Let $f:[a,b] \to \mathbb{R}$ bounded and $c \in (a,b)$.Then $f$ is integrable at $[a,b]$ iff $f$ is integrable at $[a,c]$ and $[c,b]$.In this case,we have $\int_a^b f = \int_a^c f + \int_c^b f$.

The proof for the direction $\Rightarrow$ is like that:

Suppose that $f$ is integral.Let $\epsilon>0$.As $f$ is integrable there is a partition $P=\{a=t_0<t_1<...<t_n=b\}$ of $[a,b]$ such that $U(f,P)-L(f,P)< \epsilon$.

The point $c$ is in an interval $[t_i,t_{i+1}]$.Let's suppose,without loss of generality,that $c$ is not a endpoint of $[t_i,t_{i+1}]$.

So,we have the partitions:

$P_{1}=\{a=t_{0}<...<t_i<c\}$ of $[a,c]$ and $P_2={c<t_{i+1}<...<t_{n}=b}$ of $[c,b]$.

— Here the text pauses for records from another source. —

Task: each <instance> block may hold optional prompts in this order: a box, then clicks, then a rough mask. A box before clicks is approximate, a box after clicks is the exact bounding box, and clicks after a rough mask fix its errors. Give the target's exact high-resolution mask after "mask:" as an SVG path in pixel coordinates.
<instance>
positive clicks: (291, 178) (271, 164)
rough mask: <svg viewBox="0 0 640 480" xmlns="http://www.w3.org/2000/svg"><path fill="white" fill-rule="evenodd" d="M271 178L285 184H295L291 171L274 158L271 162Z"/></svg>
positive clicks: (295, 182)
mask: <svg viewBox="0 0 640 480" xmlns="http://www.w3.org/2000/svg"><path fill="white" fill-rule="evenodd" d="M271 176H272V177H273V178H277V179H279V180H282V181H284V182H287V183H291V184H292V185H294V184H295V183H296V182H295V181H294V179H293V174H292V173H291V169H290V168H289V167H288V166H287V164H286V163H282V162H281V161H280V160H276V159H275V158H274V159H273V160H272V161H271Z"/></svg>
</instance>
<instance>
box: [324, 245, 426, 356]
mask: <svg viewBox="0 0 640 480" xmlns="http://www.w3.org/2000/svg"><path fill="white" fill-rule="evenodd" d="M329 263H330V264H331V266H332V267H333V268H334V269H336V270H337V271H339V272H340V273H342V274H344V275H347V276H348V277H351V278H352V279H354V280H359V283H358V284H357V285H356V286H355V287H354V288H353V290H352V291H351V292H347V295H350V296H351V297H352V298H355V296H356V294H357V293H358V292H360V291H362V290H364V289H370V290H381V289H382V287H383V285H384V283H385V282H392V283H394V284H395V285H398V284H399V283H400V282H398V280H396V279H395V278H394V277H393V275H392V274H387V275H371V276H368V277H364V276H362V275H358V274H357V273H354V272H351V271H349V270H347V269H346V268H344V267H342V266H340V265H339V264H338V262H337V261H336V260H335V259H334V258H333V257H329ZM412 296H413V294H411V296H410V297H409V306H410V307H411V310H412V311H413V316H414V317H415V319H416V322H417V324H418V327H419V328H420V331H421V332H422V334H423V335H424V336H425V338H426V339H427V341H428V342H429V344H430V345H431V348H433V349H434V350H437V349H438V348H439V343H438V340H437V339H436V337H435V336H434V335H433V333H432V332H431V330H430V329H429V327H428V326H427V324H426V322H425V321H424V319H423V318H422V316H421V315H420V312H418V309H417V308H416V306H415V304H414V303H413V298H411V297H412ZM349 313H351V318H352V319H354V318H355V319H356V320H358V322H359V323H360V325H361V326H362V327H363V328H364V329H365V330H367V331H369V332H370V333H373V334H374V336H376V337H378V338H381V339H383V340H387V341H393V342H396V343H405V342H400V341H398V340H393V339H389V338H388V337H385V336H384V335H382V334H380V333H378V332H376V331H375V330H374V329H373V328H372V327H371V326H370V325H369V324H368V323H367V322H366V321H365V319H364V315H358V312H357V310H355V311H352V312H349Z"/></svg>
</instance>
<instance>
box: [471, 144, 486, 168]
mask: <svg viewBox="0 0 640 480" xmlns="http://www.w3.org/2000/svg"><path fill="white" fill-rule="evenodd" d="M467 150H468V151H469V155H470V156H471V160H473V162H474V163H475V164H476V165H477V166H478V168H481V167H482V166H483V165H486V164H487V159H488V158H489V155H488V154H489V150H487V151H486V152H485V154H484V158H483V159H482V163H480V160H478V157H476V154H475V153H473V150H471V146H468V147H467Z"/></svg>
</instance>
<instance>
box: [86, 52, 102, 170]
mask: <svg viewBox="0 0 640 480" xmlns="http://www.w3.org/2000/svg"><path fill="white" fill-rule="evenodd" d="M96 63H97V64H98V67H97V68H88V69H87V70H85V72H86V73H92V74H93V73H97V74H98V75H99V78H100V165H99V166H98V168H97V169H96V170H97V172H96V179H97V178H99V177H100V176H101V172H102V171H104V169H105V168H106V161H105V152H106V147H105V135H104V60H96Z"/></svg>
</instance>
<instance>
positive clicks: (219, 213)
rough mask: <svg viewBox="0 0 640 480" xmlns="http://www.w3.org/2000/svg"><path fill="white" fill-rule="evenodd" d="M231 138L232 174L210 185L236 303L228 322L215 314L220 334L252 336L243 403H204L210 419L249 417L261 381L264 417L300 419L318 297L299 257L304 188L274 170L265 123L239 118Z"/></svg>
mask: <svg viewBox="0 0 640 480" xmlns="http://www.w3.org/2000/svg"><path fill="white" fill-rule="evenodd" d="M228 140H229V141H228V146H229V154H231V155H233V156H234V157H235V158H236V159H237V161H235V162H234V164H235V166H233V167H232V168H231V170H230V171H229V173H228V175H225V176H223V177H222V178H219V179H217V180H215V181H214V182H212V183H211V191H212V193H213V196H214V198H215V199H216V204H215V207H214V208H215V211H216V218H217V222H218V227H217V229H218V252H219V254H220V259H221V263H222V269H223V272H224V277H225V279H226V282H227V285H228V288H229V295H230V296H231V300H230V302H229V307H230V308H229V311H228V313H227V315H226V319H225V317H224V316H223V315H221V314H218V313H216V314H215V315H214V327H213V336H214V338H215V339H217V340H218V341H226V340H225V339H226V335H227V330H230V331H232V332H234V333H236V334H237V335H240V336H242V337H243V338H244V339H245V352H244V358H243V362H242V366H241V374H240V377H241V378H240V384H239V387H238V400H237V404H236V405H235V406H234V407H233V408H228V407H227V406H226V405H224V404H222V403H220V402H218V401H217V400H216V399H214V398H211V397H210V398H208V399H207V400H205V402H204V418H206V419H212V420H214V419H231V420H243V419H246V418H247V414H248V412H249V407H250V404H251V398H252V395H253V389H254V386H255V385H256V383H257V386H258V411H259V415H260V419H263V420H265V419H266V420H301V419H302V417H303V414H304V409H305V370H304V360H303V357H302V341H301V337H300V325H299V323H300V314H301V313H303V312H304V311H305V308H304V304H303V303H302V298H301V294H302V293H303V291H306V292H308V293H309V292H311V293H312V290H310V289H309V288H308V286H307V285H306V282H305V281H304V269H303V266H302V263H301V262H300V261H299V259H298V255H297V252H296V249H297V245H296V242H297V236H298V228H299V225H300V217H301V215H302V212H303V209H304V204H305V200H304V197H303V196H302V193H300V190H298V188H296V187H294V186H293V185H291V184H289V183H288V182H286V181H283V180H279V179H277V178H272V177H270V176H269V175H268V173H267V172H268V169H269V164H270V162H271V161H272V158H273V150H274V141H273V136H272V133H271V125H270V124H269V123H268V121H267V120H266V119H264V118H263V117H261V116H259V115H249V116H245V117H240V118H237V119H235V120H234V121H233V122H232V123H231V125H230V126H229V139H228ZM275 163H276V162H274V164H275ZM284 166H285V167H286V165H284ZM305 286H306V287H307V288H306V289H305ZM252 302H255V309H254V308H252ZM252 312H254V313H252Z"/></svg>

Therefore,$U(f,P_1)-L(f,P_1)\overset{1}{=}$$[U(f,P \cup \{c\})-L(f,P \cup \{c\})]-U(f,P_2)-L(f,P_2)$$ \leq U(f,P \cup \{c\})-L(f,P \cup \{c\}) \leq U(f,P)-L(f,P) < \epsilon$

But..how do we get to $\overset{1}{=}..$?? Isn't it $P=P_1 \cup P_2 \cup \{c\}$ ?